„Kiedy pojawia się cień, bardzo niewielu oświetla twoją ścieżkę”. Spójrz na wszystko, co powiedziała!
To trudne dni dla Maite Perroni, która właśnie rozpoczęła proces sądowy o zniesławienie po tym, jak została oskarżona o spowodowanie separacji małżeńskiej między Claudią Martín i Andrésem Tovarem.
Podczas gdy Claudia Martín przerwała milczenie na temat swojej sytuacji, Maite Perroni pojawiła się ponownie po wielu dniach nieobecności w swoich sieciach społecznościowych z filmem w zwolnionym tempie na Instagramie podczas sesji zdjęciowej, w której pozuje w spektakularnie długiej, różowej sukience z szerokimi rękawami i przezroczystościami.
„Kiedy świecisz i wydaje się, że wszystko jest w porządku… zawsze są tacy, którzy chcą karmić się tą jasnością; jest to wygodne. Ale kiedy nadchodzi cień, bardzo niewielu oświetla twoją ścieżkę. Dzięki tym, którzy tacy byli, są prawdziwymi światłami w moim życiu… Dzisiaj bardzo wyraźnie wiem kim oni są. DZIĘKUJĘ.”, napisała pod klipem.

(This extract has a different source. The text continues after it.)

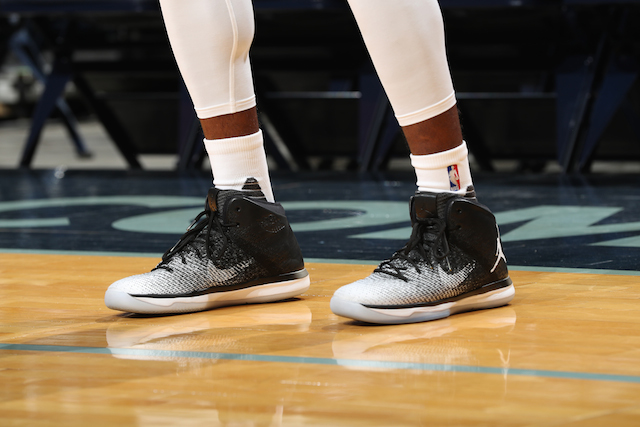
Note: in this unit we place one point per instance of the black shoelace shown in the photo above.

„Podejmowane będą działania przeciwko pani Claudii Martín, panu Cristianowi Danielowi Stambukowi i osobie odpowiedzialnej za publikację” – relacjonował Pous podczas wywiadu dla TVyNovelas. Wynika to z „różnych oświadczeń, które składali bezpośrednio o osobie Maite, argumentując ją i wskazując dosłownie jako »stronę trzecią w sporze«, jakoby spowodowała problem w małżeństwie pana Tovara ”. Podkreślił, że to, co robią tamte osoby, „zniesławia ją i wyrządza poważną oraz nieodwracalną szkodę, zarówno osobistą, jak i zawodową, jej wizerunkowi, reputacji, prestiżowi, honorowi, życiu prywatnemu i prywatności. Nie tylko ze względu na to, co powiedzieli, ale dlatego, że jest to również pełne fałszu”.